Penolakan

3 1 0
                                    

Happy reading

Kamila sedang mengerjakan laporan hasil kerja peserta didiknya, mulai dinilai guna menanggu- langi yang namanya tahu bulat digoreng dadakan anget-anget. Suatu pekerjaan memang tidak boleh ditunda, bukan? Pintu kamar terbuka lebar menampilkan Bara yang sudah menjulang tinggi berdiri di ambang pintu.

"Ada apa, Dik? Perasaan baru kemarin kamu ngintilin Mbak mulu kayak belut, eh sekarang sudah besar aja," ucap Kamila kagum dengan perubahan adiknya selama beberapa tahun tidak bertemu, namun sambil menatap fokus ke layar laptopnya.

"Tinggi itu ke atas, memangnya Mbak Mila, ke atas enggak ke samping apa lagi," sindir Bara.

Kamila berdesis mendengarnya. Ia melempar boneka kodok tepat di wajah sang adik. Mendapat perlakuan seperti itu, Bara malah cengengesan. Ia pun masuk dan melayangkan tubuhnya ke kasur empuk milik sang kakak lalu asyik bermain game lewat ponselnya, sedangkan Kamila kembali fokus dengan layar laptopnya.

"Oh iya, tadi Mbak dipanggil Aba, katanya ditunggu di ruang tengah."

Mendengar nama Aba disebut, Kamila mulai was-was. Ia pun segera melirik ke arah adiknya. Ia bahkan tidak jadi menekan tombol number, jari tangannya melayang di atas keyboard.

"Ngapain?"

Bara yang mengangkat bahunya acuh lalu melanjutkan permainan game-nya kembali.

Kamila mengangguk mengerti. Ia meng-klik tanda save agar file tersimpan, lalu ia pun memencet tanda sleep, mungkin sesudah menemui Aba yang selalu benar itu, ia akan melanjutkan pekerjaannya. Kamila menuntun tumbuhnya yang seakan tak punya daya, untuk menuju tempat keberadaan Aba yang sedang menonton sinetron kesukaan, yaitu Tukang Bubur Naik Haji. Ia lalu duduk di sofa memperhatikan Umi yang sedang memijat punggung suaminya.

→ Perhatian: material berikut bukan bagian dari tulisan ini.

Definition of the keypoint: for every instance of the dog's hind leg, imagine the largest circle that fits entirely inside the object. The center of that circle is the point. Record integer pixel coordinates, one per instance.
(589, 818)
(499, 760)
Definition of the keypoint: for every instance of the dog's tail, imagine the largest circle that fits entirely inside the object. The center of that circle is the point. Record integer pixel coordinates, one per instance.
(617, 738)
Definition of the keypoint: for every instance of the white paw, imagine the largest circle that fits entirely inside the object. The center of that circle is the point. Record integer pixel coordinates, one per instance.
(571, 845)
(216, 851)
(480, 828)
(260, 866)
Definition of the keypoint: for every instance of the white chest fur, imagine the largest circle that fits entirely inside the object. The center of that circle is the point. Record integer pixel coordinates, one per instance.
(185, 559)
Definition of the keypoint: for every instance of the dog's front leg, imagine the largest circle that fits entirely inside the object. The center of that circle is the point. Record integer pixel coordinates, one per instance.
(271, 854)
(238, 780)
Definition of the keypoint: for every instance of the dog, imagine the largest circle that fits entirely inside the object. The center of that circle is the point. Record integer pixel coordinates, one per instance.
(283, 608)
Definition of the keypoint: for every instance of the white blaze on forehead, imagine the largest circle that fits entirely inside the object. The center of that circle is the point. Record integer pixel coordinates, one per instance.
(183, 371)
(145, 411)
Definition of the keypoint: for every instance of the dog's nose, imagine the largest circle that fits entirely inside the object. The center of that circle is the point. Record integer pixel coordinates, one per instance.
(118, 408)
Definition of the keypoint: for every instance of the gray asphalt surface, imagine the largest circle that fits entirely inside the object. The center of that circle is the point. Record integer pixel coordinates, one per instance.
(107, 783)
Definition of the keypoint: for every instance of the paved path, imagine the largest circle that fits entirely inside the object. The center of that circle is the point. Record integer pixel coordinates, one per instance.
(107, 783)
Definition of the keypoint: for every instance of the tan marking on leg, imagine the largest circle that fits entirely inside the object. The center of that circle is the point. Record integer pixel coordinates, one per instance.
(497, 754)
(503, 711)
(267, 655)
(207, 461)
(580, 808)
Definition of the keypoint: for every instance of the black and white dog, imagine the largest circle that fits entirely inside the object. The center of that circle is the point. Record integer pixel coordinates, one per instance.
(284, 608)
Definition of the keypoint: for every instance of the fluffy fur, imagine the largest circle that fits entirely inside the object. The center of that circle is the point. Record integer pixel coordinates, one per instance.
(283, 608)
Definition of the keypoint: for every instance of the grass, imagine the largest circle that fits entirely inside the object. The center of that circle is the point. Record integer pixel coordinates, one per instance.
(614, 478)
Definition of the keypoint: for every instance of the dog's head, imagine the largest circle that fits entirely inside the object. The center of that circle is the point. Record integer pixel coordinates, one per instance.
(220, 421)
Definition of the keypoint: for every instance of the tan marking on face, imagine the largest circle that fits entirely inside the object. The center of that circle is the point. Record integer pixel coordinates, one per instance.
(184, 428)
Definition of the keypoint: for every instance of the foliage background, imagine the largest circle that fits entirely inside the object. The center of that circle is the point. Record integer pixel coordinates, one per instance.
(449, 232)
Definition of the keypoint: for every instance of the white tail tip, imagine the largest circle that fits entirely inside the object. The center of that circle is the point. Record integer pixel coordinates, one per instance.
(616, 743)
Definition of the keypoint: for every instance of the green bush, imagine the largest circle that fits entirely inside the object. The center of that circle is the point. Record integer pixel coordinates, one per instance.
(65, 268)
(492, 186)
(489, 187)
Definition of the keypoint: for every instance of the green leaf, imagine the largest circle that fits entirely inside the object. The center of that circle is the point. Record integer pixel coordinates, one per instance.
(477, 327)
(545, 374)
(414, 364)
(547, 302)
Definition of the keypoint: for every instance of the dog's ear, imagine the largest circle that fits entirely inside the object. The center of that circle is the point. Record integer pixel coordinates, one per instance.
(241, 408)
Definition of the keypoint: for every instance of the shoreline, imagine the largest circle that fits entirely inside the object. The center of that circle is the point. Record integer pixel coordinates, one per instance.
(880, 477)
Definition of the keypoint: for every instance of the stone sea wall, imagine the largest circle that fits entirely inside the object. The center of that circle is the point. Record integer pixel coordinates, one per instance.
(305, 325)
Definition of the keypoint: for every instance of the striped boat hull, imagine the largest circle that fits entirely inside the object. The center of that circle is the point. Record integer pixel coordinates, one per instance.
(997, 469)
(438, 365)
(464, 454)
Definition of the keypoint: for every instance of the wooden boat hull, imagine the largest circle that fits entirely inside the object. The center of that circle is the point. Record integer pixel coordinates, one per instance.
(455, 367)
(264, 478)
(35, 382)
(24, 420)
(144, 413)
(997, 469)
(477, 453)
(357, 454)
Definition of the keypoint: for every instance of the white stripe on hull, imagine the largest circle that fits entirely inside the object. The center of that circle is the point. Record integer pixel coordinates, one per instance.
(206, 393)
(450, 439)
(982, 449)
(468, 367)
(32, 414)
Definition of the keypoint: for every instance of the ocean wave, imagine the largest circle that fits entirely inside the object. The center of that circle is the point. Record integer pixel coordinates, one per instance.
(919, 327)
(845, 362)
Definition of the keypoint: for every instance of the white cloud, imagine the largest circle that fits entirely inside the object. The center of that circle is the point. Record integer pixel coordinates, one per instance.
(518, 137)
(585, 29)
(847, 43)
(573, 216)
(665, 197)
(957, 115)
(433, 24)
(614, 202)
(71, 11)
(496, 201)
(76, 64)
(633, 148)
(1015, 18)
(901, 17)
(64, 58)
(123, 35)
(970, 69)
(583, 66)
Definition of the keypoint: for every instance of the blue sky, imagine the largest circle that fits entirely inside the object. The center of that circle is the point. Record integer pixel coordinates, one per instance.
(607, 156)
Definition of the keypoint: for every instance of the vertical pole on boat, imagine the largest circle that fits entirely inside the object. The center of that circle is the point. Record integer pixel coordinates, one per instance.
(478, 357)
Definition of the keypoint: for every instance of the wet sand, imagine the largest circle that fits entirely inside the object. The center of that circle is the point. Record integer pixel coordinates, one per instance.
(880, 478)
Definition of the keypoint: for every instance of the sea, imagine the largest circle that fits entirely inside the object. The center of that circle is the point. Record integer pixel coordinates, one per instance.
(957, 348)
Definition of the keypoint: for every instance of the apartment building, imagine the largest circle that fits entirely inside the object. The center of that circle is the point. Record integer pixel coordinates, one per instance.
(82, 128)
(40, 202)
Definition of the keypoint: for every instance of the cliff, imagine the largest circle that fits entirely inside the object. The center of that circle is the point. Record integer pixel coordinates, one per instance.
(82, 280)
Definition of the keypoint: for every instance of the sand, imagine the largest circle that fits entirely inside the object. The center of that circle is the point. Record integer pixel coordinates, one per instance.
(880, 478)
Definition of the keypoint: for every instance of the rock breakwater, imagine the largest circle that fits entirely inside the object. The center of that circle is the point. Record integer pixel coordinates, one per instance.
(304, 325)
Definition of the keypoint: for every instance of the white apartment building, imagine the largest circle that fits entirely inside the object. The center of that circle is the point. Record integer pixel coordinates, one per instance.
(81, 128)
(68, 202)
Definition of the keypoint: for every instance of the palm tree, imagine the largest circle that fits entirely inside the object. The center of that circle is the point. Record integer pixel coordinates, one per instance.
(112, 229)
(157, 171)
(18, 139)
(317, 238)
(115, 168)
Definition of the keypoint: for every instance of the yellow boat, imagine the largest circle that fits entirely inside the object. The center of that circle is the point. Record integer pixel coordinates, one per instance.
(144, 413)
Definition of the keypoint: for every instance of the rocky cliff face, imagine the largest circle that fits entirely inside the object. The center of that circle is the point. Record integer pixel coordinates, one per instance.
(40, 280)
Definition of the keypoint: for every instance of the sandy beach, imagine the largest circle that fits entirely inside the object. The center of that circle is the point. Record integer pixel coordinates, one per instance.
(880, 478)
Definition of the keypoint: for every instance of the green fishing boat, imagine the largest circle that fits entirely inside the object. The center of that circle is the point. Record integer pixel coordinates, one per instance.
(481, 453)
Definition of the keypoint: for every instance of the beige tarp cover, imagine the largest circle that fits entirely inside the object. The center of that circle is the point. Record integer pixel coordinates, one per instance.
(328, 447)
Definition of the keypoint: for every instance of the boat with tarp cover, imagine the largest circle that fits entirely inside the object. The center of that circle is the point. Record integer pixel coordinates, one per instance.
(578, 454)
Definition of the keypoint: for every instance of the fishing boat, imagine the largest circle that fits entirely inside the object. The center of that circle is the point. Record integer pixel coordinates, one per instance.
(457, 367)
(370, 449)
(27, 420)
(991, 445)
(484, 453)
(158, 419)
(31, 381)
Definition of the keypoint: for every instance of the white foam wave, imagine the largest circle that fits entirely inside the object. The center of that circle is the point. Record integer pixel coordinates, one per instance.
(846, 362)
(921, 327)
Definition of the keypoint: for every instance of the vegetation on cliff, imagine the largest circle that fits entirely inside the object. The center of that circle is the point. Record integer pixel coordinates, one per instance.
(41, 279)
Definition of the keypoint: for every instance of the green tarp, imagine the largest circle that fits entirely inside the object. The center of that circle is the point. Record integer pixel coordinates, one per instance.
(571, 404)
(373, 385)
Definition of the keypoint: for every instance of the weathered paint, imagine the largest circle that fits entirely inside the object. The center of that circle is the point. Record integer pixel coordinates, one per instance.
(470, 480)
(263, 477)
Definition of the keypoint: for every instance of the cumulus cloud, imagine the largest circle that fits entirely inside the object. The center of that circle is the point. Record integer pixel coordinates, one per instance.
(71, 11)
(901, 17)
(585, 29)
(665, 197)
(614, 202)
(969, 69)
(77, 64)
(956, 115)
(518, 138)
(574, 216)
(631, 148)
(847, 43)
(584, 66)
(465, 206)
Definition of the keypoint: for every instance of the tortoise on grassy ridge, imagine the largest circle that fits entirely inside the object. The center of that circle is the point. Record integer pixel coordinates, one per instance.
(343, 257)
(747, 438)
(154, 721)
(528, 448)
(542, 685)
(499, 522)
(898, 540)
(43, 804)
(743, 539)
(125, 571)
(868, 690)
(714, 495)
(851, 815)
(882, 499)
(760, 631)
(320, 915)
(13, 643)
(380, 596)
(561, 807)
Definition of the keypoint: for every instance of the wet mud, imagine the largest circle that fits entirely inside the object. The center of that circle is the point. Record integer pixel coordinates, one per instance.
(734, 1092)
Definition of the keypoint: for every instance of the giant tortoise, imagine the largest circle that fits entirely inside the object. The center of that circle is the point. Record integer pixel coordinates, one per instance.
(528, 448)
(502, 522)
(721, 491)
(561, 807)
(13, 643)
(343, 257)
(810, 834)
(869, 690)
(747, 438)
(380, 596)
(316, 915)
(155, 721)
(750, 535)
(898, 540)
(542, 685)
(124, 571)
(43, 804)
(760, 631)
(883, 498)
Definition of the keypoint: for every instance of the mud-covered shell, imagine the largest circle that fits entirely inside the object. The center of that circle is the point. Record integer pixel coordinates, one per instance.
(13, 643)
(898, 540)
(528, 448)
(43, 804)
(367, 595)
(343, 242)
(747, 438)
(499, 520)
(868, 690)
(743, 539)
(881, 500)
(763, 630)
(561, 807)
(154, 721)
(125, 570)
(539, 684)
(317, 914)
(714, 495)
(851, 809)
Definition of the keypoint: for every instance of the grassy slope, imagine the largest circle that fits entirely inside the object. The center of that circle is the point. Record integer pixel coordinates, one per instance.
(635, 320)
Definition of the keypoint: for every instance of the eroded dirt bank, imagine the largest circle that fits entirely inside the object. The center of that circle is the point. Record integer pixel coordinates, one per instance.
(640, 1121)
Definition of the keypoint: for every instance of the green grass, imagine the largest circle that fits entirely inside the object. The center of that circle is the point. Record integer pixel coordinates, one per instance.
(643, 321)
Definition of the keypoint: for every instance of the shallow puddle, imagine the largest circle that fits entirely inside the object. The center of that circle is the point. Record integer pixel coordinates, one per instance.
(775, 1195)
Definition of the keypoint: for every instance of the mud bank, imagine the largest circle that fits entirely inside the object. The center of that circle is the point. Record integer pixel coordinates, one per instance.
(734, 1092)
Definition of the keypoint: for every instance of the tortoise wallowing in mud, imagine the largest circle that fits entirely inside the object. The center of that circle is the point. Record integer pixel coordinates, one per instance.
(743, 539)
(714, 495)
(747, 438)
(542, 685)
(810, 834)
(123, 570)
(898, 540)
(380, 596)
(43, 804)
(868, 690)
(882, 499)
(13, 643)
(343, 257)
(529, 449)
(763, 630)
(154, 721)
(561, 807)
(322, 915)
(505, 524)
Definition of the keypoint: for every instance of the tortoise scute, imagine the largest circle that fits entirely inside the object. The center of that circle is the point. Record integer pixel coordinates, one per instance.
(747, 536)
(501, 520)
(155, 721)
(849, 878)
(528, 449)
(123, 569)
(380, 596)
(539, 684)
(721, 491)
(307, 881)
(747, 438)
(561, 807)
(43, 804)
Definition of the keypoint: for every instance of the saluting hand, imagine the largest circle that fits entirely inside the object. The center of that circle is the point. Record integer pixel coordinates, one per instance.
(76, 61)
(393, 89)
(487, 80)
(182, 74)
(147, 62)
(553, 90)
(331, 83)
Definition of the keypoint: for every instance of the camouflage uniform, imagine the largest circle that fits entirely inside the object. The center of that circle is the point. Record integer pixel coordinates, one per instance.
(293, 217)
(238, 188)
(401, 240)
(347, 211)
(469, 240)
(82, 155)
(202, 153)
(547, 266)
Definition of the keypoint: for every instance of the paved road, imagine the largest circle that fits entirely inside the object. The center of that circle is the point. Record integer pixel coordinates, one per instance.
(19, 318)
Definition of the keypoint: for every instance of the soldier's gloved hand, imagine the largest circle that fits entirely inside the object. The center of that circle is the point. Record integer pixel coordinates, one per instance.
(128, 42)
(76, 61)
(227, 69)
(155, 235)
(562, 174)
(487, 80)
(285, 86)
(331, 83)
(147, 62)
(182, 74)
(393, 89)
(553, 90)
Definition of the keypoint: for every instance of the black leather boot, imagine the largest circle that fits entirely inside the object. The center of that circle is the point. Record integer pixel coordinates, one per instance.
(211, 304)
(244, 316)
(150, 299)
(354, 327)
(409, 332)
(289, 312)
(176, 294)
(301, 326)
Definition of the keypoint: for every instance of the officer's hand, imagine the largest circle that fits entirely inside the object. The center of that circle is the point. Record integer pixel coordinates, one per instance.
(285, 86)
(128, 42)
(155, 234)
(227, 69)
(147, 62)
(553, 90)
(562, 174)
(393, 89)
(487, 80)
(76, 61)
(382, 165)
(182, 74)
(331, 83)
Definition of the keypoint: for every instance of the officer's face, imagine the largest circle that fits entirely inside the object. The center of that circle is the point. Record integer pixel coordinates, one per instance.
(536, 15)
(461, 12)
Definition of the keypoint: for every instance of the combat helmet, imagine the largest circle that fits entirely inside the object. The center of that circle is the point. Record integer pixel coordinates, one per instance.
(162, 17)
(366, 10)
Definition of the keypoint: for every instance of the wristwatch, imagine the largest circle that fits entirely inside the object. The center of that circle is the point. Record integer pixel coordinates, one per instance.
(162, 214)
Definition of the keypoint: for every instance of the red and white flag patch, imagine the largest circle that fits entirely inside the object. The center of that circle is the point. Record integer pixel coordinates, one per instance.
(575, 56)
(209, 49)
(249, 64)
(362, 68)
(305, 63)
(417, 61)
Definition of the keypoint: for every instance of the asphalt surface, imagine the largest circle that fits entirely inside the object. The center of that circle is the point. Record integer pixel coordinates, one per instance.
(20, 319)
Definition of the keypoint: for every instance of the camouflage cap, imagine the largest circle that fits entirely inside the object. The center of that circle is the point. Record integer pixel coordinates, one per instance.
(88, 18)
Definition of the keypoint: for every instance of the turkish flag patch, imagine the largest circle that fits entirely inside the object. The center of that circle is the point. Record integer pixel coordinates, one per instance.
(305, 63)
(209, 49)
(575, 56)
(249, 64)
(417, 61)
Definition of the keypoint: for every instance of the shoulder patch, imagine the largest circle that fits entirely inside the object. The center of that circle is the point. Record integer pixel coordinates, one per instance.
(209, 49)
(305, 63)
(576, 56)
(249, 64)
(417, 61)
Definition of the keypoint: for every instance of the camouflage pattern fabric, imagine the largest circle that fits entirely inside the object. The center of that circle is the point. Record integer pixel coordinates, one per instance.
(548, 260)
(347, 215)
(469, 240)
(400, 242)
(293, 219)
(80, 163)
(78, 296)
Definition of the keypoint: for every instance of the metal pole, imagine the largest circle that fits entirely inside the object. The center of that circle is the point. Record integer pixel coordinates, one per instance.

"Mesra sekali Umi dan Aba. Kalau gini 'kan, lihatnya senang."

Terkadang mereka berdebat karena dirinya yang menolak pinangan orang lain, dan ujungnya Umi dan Aba akan berbeda pendapat. Hal ini sering kali membuat Kamila merasa bersalah. Jika dirinya punya pacar, pasti tidak akan begini. Sayangnya, ia memiliki moto 'single sampai halal'. Intinya dirinya tidak ingin menciptakan hubungan sebelum pernikahan.

"Aba, kenapa panggil Mila?" Umi menghentikan aktivitasnya, Aba mengambil ponselnya.

"Buka hp-mu."

Kamila membuka ponselnya yang memang ia gantung- kan di leher. Sudah ada pesan dari Aba berisi nomor baru yang bertuliskan Syamsul.

"Itu nama anak teman Aba. Kamu kenalan dulu, saling ngobrol, nanti kalau sudah cocok, Aba pertemukan kalian."

Kamila berucap rasa syukur. "Alhamdulillah perkenalan dulu bukan langsung ketemu."

"Dicoba dulu ya, Nduk, jangan langsung ditolak seperti sebelumnya."

Kamila mengangguk patuh mendengar ujaran Umi.

"Kalau yang ini kamu tolak, Aba sudah nyerah. Terserah kamu saja. Aba sudah nyerah dengan watak keras kepalamu," pungkasnya dengan nada ketegasan di setiap kata yang terlontar. Kamila mengangguk patuh mendengarnya. "Apa harus sebegininya?"

"Iya, Aba, Kamila pamit ke kamar dulu."

Kamila berjalan lunglai menuju kamarnya, sepertinya ia akan tidur lebih awal dan tidak melanjutkan pekerjaannya merekap nilai. Memantapkan hati lebih susah daripada menentukan tanggal pernikahan. Kamila mulai sadar, apa mungkin dirinya belum siap? Setiap ia akan dijodohkan, pasti hatinya akan resah dan bimbang. Susah sekali memantapkan hati. Ia menghadap langit-langit kamar dengan merenungi di setiap perjalanannya. Menolak-ditolak itu sudah sering ia dapati. Seharusnya, seorang wanita tak boleh seperti itu. Pantas saja fitnah di sekitar kompleks tetangga diakibatkan oleh dirinya sendiri.